Marketing Malpractice

1328101865_Thumbs_downThe other day, I wanted to grab a screenshot of a B2B product I license so I googled the demo.  I was brought to a landing page where I had to fill out a web form to see a short video (Mistake 1 – Creating barriers to early information seekers).  Once I registered, I was taken to a page where the video was displayed in a small, non-expandable window (Mistake2).

A half hour later, I received an email which said my company was too small to speak with a rep, but that I could purchase it online (Mistake 3 – suggesting that I wasn’t worth the time of a sales rep implies that I also wasn’t going to be worth the time of trainers or support teams; Mistake 4 – they treated me as a prospect when I was a customer, a fact they easily could have checked based upon my email; Mistake 5 assuming that I would be ready to purchase based upon a three-minute demo).  When I replied to the email to let them know about these marketing mistakes, it bounced (Mistake 6 —  I missed that it was a no reply email, but since the note was addressed and signed by somebody, I didn’t look at the actual email address).

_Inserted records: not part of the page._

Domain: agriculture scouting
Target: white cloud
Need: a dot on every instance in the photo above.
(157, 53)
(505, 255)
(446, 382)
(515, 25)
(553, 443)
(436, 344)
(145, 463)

It was an incredible display of big company arrogance and incompetent marketing.  I’m not going to shame the company by naming it.  Instead I turned them into an object lesson.  There were so many errors in this process that it was clear that their own marketing teams don’t test out their automated processes.  The real shame is that this is a company that offers marketing services, but seemed not to care about checking its own marketing processes.